When asked what it was like to mentor and work with Kapetanovic as an educator, Hauck noted her exceptional abilities as a student and as an instructor.

“From the beginning, it was clear that Zerina was something special. At UW ECE, she has been a quiet force, eager to learn and go above and beyond what’s required,” Hauck said. “Toward the end of her UW career, when we needed an EE 271 instructor, we were incredibly fortunate to have Zerina run the class for us. She did an awesome job teaching, just like she has done in everything she has undertaken here. Normally, I’d say that a person would be lucky to land such a great position at Stanford. However, I think Stanford is lucky to have a rising star like Zerina as a new faculty member.”

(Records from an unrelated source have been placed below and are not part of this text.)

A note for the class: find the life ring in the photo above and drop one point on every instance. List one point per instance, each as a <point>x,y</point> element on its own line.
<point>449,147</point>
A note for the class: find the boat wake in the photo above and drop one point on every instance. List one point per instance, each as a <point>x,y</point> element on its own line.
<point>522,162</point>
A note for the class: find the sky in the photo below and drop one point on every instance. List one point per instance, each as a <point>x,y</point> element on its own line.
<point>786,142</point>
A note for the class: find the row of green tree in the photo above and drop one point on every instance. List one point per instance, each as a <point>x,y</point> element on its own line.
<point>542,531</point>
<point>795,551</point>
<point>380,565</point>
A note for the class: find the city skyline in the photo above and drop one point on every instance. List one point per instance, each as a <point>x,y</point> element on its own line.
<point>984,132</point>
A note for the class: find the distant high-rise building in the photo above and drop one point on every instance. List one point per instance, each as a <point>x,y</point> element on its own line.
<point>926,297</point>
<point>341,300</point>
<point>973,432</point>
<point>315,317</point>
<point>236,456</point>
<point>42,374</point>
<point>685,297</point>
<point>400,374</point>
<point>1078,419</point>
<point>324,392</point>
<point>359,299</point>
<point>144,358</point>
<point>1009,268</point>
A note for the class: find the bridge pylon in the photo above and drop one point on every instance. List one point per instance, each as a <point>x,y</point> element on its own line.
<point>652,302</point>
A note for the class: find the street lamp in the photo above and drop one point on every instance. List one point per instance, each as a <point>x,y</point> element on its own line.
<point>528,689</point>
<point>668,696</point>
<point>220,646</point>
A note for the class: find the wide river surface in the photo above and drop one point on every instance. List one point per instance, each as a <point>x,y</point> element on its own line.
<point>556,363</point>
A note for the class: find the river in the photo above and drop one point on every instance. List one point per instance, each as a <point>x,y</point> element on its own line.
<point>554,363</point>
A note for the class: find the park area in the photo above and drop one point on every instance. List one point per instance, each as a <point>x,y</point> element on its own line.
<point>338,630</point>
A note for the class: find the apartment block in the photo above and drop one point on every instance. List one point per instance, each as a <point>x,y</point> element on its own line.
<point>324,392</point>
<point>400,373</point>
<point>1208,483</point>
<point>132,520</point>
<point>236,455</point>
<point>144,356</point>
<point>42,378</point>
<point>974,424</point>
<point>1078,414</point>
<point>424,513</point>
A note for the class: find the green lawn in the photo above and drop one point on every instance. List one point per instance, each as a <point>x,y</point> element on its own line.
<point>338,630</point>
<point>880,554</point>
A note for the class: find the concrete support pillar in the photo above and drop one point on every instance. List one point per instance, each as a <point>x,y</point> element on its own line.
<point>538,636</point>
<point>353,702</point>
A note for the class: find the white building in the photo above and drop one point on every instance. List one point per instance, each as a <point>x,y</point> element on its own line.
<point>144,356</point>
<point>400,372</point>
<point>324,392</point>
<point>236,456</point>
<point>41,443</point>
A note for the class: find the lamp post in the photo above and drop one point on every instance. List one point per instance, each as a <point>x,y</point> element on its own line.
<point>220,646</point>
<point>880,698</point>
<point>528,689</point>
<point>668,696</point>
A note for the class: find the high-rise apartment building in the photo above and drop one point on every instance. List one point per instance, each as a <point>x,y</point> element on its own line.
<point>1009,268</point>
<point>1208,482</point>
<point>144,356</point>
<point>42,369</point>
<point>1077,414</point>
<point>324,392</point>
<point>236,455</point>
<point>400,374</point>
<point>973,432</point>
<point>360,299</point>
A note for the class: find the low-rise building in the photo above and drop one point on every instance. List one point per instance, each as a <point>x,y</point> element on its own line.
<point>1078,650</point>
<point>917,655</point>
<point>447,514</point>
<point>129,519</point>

At Stanford, Kapetanovic’s lab will focus on low-power wireless communication and sensing, and IoT systems. This research work has a wide range of potential applications across many different fields. Kapetanovic said that her lab would be emphasizing sustainable technology and finding ways to apply new innovations to achieve immediate impact — a similar approach to what she did with FarmBeats — while still finding ways to help address major societal issues, such as climate change.

“I’m really passionate about taking these types of technologies and using them to help solve issues related to climate change, but my long-term research goal is to get us to the point where we can actually have battery-free, resilient, and potentially biodegradable sensors that are reliable,” Kapetanovic said. “If you think about all these different types of industries, whether it’s manufacturing or healthcare, agriculture — if you want to improve productivity or make any of those industries more sustainable, you need to rely on data. You need lots of data, and that’s where these sensors come into play and IoT systems in general.”